The information on this page is not a personal recommendation and does not take into account your personal circumstances or appetite for risk.


As previously discussed, Support & Resistance are key price levels highlighting the relative enthusiasm of buyers and sellers. These levels display the psychology of different market participants at those levels. Ascending triangles are usually considered continuation patterns, essentially a pause before the original uptrend resumes.


Ascending triangles are a version of the Symmetrical Triangle pattern. They can be identified by at least 2 higher lows and two horizontal highs. When trendlines are drawn across the highs and below the lows, they converge to form an ascending triangle or rising wedge. The pattern is normally considered a continuation of any existing uptrend, however, they can also lead to reversals in downtrends. As always, confirmation is required, in this case via a valid breakout from the pattern. Price targets for the following move can be calculated by A) taking width of base of triangle and projecting upwards from breakout point, or B) copying rising line and placing parallel from top of base to form a channel.

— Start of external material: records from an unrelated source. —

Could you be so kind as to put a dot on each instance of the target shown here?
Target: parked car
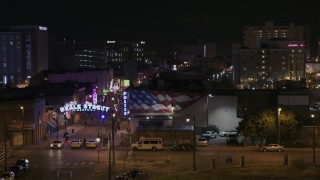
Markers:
(24, 163)
(228, 131)
(57, 144)
(76, 143)
(91, 143)
(182, 147)
(232, 139)
(209, 134)
(223, 133)
(7, 175)
(202, 142)
(18, 170)
(132, 174)
(272, 147)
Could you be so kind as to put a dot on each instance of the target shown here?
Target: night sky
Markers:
(159, 22)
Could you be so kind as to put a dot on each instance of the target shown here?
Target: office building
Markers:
(275, 60)
(23, 54)
(254, 34)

1) Existing uptrend required so triangle can serve as pause before continuation higher. Downtrend required so
pattern can serve as reversal. Pattern serves to build up buying pressure. Not valid in sideways trend.

2) Volume sees overall decline as pattern develops, but should pop on breakout.

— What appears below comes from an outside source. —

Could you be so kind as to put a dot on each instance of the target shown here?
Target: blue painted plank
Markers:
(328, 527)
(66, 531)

3) Pattern can take from a few weeks to build, but can also take many months. Average 1-3 months.

4) Breakout should occur between ½ and ¾ of way through pattern. Extending trendlines to join (apex) allows estimate of duration of triangle and expected breakout area. If price action moves beyond ¾, pattern becomes suspect. Breakouts before ½ normally premature.

5) Breakout normally sees pull-back to prior resistance, which should then revert to support.

6) When using parallel trendline for target measurement, target line should end in-line with apex.

Our working example shows a breakout between ½ and ¾, on higher volume and targets being met.


Individual technical indicators should never be relied upon in isolation for trading decisions, however strong the signal may be. Ultimately they are one of many indicators, which may, in the majority, be pointing the other way. Always use look at other indicators (moving averages, trendlines, price, price patterns, volume) to assist in the final trading decision. Lastly, the current trend of a share should always be respected – preempting a change can prove costly.